Consider the following paragraph from 2 Learning in High Dimensions
in from of the paper titled Geometric Deep Learning Grids, Groups, Graphs, Geodesics, and Gauges
Supervised machine learning, in its simplest formalisation, considers a set of $N$ observations $D = \{(x_i, y_i)\}_{i=1}^{N}$ drawn i.i.d. from an underlying data distribution $P$ defined over $\mathcal{X} \times \mathcal{Y}$, where $\mathcal{X}$ and $\mathcal{Y}$ are respectively the data and the label domains. The defining feature in this setup is that $\mathcal{X}$ is a high-dimensional space: one typically assumes $\mathcal{X} = \mathbb{R}^d$ to be a Euclidean space of large dimension $d$.

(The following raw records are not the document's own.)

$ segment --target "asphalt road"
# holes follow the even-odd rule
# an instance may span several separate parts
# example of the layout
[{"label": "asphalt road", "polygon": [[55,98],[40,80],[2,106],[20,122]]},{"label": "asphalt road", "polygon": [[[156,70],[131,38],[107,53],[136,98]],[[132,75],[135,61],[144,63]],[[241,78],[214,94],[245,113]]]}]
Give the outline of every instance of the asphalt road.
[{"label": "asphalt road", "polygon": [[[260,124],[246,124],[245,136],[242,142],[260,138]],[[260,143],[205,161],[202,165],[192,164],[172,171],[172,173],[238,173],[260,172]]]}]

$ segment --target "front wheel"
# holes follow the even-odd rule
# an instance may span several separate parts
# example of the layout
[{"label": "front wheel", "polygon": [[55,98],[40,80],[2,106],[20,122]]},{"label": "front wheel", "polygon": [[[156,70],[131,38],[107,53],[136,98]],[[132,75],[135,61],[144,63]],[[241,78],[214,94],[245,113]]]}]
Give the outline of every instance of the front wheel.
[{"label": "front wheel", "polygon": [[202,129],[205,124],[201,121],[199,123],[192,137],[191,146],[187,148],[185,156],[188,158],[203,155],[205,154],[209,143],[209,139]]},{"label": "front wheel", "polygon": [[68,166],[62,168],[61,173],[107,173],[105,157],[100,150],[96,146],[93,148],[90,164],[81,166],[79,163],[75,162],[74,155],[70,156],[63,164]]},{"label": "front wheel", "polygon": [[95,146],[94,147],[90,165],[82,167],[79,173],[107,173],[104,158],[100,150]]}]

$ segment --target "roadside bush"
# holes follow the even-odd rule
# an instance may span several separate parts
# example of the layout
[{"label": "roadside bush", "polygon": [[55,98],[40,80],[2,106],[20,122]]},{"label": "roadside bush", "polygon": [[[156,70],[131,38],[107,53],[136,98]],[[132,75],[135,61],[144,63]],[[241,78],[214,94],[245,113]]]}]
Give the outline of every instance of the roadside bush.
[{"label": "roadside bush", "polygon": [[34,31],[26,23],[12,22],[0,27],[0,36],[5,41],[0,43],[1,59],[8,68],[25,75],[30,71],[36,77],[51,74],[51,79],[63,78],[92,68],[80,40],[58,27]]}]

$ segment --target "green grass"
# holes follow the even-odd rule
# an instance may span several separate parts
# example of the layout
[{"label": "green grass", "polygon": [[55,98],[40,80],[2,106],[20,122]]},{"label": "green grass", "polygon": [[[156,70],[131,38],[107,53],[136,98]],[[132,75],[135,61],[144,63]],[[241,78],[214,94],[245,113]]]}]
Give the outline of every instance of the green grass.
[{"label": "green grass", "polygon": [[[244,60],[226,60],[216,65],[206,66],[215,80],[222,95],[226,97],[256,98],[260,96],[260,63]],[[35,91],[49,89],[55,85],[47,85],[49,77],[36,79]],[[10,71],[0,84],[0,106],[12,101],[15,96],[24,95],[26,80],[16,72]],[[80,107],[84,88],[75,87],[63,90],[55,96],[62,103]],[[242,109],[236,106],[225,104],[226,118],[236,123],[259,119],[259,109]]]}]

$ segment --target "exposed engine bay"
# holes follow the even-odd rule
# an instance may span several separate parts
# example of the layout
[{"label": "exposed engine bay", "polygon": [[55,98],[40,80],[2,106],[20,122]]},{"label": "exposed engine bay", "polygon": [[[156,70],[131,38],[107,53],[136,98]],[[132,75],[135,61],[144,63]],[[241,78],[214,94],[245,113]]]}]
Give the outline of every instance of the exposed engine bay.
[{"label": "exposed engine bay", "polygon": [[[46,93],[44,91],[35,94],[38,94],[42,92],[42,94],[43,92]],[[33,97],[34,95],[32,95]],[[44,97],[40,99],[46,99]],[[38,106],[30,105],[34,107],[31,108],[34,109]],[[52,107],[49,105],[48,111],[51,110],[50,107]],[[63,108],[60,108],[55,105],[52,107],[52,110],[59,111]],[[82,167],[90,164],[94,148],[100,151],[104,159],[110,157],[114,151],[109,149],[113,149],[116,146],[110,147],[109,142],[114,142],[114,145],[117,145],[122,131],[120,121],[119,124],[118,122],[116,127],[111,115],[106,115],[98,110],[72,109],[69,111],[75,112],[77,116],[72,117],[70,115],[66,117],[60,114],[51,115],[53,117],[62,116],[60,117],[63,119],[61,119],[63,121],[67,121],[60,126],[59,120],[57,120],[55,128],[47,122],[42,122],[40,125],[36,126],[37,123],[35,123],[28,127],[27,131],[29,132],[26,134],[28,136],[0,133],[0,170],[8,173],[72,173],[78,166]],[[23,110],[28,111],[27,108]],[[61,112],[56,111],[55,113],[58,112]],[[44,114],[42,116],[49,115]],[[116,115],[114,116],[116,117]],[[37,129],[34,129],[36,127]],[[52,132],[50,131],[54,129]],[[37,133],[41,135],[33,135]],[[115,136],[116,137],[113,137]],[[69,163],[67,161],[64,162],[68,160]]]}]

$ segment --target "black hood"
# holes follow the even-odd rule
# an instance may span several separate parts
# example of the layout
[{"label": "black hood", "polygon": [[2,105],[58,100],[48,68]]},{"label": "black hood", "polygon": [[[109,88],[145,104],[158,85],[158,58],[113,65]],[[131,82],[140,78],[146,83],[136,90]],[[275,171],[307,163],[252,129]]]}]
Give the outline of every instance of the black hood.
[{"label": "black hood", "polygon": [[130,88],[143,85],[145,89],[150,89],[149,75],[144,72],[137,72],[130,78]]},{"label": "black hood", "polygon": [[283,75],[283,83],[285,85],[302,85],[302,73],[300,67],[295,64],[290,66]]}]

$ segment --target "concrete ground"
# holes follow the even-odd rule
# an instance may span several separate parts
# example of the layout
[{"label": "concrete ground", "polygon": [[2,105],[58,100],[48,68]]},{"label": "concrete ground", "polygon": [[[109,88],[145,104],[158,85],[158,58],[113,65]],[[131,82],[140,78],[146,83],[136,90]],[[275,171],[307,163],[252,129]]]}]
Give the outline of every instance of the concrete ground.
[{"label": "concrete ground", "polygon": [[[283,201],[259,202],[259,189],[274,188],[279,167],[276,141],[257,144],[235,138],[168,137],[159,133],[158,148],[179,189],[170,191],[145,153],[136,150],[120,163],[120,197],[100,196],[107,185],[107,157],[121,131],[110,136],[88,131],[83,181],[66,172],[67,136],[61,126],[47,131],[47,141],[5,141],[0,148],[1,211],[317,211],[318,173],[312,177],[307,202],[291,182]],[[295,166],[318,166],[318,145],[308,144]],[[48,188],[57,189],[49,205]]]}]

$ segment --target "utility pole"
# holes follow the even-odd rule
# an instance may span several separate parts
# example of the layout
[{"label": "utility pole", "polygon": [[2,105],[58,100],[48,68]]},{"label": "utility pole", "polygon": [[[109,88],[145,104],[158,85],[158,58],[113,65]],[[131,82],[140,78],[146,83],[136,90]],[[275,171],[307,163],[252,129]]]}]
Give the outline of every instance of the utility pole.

Here, it is mentioned that $N$ observations are drawn i.i.d from probability distribution $P$, which is defined over $\mathcal{X} \times \mathcal{Y}$.
My doubt is that how can we draw i.i.d from every probability distribution if our distribution is not an i.i.d distribution. The only $P$ I know to be an i.i.d is the following
$$p(x_i) = \dfrac{1}{|\mathcal{X} \times \mathcal{Y}|} \text{ for } x_i \in \mathcal{X} \times \mathcal{Y} \text{ and } 1 \le i \le |\mathcal{X} \times \mathcal{Y}|$$
To put simply, dataset with all possible $256 \times 256 \times 3$ images is i.i.d but the dataset with all dogs is not an i.i.d.
As per my knowledge, every possible distribution may not be an i.i.d distribution. Then, without knowing anything about the distribution, how can we draw i.i.d?